La oposición en la política dominicana enfrenta un momento crítico que requiere una redefinición de su papel.
No se trata de una mera formalidad o de discursos vacíos. La verdadera oposición debe ser incisiva y desafiante ante el poder establecido.
Su función no es solo embellecer la democracia, sino cuestionar y confrontar cuando el gobierno se vuelve insensible y abusivo.
La falta de acción y la comodidad en las denuncias protocolares han debilitado su capacidad de transformación.
En la actualidad, la actitud pasiva de la oposición genera preocupación, especialmente ante el comportamiento del Partido Revolucionario Moderno (PRM).
Esta situación demanda una respuesta activa y efectiva.
La necesidad de una oposición activa
Históricamente, el PRD y el PRM han demostrado una capacidad notable para ejercer una oposición fuerte y radical.
Su enfoque no fue tibio; promovieron protestas y movilizaciones que tensionaron el sistema político.
Este modelo de confrontación no puede ser enfrentado con una oposición ambigua o excesivamente correcta.
En política, es fundamental que los métodos se alineen con la naturaleza del adversario.
La oposición debe ir más allá de comunicados y ruedas de prensa. Es esencial que se convierta en una fuerza activa que acompañe al pueblo en sus reclamos y que convierta la indignación social en acción política organizada.
Retos y responsabilidades de la Fuerza del Pueblo
La Fuerza del Pueblo, como principal partido de oposición, tiene la responsabilidad de abordar las preocupaciones más urgentes de la sociedad.
Esto incluye la desigualdad, la inseguridad y la inflación, entre otros problemas que afectan a la población.

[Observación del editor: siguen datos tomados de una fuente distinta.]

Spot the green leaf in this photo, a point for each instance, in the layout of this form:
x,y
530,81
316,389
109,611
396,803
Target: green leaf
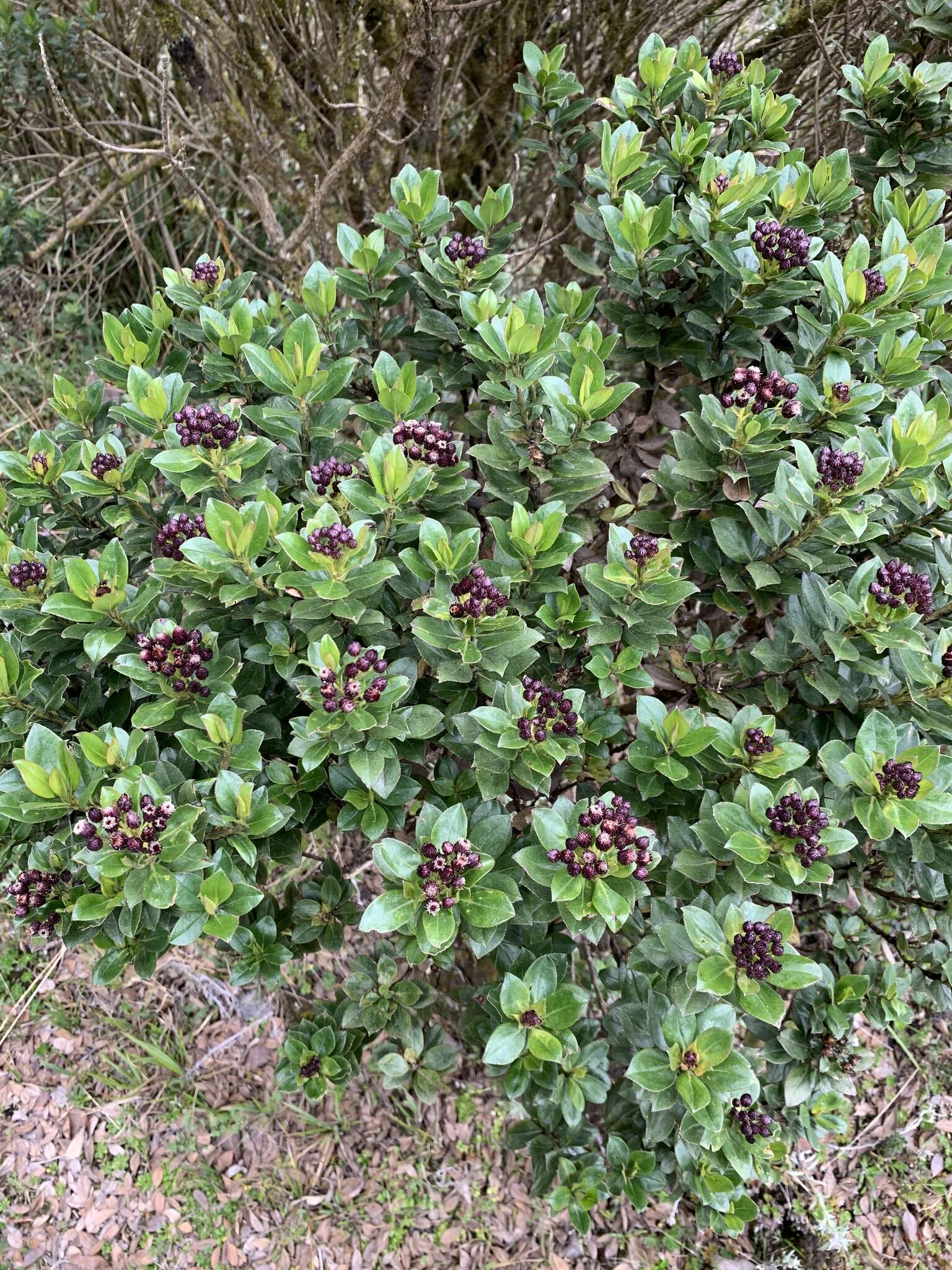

Como heredera del boschismo, debe ser más combativa y fiscalizadora. Esta combatividad debe reflejarse en acciones concretas y no solo en discursos.
Si la Fuerza del Pueblo no asume un rol más activo, corre el riesgo de ser percibida como cómplice del gobierno. Una oposición sumisa es lo que cualquier gobierno incompetente desea.
Es crucial que la oposición se reinvente y adopte métodos más audaces y dinámicos. Solo así podrá conectar con las luchas sociales y convertirse en una verdadera alternativa de poder.
La historia nos enseña que cuando la oposición se vuelve invisible en las calles, el poder deja de temerle.
Esto puede llevar a una erosión de la democracia, donde el pueblo paga las consecuencias de una oposición que no cumple con su deber.